# Young, but critique for fun?



## DaniFani (Jan 24, 2013)

6.5 months old. Love this guy, so fun to train, and even more fun to live with. 

Tried my hand at stacking, no bait, and just my sister and I, it was just a random attempt….Included some other shots to give an idea of structure in case the stack is crap. Any thoughts appreciated. I know a lot don't like to critique puppies, just thought I'd ask.

The last couple are just for fun, we hike all the time and I especially love the one of him getting a belly scratch….we're right next to a cliff, 30-40 feet above a raging waterfall/river, he just wanted to play though . He had to stay on a leash because he leaps before he thinks sometimes….lol.


----------



## Gwenhwyfair (Jul 27, 2010)

He looks pretty well balanced for a youngster! ....from my totally non expert opinion.  

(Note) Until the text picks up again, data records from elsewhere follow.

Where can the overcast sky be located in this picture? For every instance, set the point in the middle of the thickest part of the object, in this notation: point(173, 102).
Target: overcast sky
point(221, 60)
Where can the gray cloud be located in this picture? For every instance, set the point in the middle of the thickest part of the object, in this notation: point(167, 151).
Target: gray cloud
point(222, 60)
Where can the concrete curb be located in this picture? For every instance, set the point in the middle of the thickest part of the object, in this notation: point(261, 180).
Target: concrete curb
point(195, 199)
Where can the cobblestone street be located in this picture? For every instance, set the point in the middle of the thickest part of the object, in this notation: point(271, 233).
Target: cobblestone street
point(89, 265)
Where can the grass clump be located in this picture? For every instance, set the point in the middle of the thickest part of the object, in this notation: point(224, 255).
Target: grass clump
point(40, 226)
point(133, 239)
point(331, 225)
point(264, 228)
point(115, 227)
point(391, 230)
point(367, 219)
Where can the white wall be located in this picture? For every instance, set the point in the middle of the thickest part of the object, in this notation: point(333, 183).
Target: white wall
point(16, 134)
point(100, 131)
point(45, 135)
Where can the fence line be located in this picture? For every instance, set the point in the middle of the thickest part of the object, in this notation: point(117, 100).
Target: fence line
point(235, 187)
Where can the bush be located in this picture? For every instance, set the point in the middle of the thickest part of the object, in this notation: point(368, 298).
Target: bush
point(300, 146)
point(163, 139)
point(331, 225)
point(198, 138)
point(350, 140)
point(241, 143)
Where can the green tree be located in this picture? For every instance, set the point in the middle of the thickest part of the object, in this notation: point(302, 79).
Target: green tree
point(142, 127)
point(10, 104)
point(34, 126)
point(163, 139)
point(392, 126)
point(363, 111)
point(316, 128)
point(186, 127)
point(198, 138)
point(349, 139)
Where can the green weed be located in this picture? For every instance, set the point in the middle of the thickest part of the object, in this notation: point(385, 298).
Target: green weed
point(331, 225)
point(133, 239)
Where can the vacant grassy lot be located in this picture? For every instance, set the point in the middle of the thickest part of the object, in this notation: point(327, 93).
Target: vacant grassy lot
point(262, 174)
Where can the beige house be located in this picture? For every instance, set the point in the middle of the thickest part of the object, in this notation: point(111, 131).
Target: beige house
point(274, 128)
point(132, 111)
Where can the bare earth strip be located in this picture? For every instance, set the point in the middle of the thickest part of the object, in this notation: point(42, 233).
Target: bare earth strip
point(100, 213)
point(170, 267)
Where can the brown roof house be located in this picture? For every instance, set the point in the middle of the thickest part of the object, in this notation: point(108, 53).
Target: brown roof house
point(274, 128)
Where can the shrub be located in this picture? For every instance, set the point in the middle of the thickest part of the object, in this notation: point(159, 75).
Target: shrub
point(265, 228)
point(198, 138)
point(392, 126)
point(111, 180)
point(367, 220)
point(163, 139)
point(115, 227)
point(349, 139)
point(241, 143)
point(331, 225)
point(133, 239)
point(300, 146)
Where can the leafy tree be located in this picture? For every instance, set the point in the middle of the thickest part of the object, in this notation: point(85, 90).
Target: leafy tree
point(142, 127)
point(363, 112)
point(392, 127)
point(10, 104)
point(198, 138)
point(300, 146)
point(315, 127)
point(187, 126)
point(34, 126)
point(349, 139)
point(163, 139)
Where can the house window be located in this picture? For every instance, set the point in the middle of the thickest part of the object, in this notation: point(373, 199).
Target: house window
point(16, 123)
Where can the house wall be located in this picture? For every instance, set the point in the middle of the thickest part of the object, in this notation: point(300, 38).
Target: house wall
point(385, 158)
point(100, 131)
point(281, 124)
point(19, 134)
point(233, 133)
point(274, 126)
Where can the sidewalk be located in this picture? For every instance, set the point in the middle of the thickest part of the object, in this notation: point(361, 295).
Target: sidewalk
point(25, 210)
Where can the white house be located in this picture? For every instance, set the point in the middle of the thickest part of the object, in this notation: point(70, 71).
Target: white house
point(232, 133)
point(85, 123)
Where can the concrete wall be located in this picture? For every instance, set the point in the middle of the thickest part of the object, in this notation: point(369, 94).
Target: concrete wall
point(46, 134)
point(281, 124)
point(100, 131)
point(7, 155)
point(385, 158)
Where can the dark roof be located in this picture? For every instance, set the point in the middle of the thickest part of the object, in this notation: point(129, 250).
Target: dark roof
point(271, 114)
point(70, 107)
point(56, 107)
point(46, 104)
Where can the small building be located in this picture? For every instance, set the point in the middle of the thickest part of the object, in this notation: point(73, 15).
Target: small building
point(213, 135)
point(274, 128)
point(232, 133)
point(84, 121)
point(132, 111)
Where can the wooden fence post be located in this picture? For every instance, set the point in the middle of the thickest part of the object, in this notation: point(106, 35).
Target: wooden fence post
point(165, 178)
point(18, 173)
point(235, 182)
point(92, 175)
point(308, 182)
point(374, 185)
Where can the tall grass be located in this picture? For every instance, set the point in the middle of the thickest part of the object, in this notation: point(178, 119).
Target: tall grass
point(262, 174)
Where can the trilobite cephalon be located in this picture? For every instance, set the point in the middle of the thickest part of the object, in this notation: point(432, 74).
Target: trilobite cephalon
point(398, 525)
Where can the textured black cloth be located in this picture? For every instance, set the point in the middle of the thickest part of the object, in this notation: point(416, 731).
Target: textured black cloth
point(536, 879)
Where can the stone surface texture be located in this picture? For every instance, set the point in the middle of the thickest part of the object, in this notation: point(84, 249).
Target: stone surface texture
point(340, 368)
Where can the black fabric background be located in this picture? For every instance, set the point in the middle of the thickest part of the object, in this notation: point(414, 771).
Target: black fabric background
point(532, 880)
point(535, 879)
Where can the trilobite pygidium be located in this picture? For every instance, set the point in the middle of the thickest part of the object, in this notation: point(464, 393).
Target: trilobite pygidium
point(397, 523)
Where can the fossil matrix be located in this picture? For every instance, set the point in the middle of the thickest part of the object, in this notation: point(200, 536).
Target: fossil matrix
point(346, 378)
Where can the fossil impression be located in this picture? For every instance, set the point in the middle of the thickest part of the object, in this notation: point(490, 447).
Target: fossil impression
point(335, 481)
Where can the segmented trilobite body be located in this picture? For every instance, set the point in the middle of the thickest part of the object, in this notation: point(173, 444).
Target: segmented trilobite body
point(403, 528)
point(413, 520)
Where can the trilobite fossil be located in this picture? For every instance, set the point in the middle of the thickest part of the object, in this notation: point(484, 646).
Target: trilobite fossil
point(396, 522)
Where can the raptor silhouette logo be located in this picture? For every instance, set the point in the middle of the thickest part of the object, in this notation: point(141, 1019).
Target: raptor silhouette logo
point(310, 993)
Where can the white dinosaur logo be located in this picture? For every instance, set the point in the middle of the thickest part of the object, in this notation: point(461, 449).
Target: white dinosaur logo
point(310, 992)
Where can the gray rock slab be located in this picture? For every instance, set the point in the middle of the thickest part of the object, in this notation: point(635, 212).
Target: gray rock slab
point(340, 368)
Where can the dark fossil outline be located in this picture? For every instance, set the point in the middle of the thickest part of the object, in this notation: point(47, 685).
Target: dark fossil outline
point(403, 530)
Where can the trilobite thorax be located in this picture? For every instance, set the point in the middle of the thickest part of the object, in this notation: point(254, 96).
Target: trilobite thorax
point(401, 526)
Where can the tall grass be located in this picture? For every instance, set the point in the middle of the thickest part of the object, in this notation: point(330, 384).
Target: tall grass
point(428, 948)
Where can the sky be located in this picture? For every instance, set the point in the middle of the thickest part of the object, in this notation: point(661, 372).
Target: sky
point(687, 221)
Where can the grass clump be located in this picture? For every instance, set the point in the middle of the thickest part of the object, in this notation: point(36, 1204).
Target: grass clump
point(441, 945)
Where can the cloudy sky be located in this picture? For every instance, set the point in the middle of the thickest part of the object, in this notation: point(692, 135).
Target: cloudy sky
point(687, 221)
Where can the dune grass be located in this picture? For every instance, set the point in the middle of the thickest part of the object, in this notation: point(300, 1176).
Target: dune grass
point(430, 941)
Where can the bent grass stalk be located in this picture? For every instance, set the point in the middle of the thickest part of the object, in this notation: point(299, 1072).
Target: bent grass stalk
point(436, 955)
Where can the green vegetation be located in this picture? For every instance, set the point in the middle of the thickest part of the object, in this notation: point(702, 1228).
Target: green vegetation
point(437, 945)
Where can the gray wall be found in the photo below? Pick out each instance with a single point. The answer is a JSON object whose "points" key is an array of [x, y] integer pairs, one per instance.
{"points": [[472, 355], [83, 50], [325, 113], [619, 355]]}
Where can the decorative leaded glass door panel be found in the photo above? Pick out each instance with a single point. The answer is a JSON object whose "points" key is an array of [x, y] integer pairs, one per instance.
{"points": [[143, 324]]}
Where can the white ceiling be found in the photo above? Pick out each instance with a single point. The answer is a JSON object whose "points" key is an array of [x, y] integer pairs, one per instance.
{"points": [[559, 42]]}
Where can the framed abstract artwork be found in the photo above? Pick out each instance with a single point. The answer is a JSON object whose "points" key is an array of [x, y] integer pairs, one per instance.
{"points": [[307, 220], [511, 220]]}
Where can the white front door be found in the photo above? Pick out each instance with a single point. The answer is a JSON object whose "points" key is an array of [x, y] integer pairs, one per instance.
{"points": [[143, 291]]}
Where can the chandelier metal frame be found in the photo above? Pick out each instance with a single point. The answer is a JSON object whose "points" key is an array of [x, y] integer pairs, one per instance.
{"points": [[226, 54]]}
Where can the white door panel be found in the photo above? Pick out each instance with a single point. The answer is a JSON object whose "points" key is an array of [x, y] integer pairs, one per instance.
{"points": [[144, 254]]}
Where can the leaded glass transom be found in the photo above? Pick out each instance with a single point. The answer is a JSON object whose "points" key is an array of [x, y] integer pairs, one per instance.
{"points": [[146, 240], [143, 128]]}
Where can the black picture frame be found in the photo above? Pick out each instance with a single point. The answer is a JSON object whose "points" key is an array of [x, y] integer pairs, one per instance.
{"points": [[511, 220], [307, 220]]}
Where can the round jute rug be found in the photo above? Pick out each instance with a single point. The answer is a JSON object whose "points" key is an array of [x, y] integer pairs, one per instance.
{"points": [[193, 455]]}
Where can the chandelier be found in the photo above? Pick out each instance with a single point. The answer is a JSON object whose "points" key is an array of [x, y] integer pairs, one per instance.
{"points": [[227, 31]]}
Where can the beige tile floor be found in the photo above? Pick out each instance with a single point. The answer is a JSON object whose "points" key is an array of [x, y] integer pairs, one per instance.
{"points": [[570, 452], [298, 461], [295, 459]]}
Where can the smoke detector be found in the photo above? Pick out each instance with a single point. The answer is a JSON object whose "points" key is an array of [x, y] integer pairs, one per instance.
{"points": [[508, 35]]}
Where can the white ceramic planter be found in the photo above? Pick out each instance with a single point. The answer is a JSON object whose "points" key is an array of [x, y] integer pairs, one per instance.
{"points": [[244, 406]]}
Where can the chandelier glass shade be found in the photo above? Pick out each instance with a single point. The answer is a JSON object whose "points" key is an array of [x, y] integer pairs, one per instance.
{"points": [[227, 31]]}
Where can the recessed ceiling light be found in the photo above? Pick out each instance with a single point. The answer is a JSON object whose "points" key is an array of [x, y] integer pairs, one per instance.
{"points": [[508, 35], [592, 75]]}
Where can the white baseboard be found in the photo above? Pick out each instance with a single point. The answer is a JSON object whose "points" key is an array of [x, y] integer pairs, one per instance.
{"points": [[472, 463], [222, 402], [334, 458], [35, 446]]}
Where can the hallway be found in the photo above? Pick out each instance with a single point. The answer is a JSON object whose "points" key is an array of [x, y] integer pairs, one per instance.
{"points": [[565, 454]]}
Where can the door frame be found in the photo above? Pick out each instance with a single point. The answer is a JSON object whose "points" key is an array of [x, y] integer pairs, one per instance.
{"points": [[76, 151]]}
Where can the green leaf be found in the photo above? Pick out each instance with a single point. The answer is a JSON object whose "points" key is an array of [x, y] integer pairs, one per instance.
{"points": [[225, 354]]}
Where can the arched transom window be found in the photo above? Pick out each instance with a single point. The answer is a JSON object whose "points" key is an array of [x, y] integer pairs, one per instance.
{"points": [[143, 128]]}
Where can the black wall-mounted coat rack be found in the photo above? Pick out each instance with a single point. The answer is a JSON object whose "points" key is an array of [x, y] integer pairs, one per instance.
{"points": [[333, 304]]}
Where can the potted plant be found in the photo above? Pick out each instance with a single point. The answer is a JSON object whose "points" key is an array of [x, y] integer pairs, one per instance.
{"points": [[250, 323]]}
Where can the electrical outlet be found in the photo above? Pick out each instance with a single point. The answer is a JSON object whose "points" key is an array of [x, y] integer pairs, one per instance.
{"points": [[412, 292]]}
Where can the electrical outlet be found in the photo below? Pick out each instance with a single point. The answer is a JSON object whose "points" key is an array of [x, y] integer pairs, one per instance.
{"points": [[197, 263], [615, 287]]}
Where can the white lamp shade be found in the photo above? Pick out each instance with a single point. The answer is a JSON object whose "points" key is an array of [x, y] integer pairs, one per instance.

Other then that he is so flipping cute verging now on handsome young fella. I am such a sucker for those bi colors.

:wub:


----------



## robk (Jun 16, 2011)

Very nice!


----------



## Sunflowers (Feb 17, 2012)

That is the ugliest dog I've ever seen.
Looks nothing like a German Shepherd should look.
I think you got ripped off by the breeder.
Therefore, you must ship him to me as soon as possible.


----------



## DaniFani (Jan 24, 2013)

Haha, sunflower you say that now, he's a ball of insanity, I'm constantly threatening him with a trip to the pound lol! 

Thanks everyone! 

Gwen, yeah... Bicolors are my new favorite for sure, really any color with that all black head. It's just so intense and handsome. I've gotten three, "is he a wolf" comments so far... So silly.


----------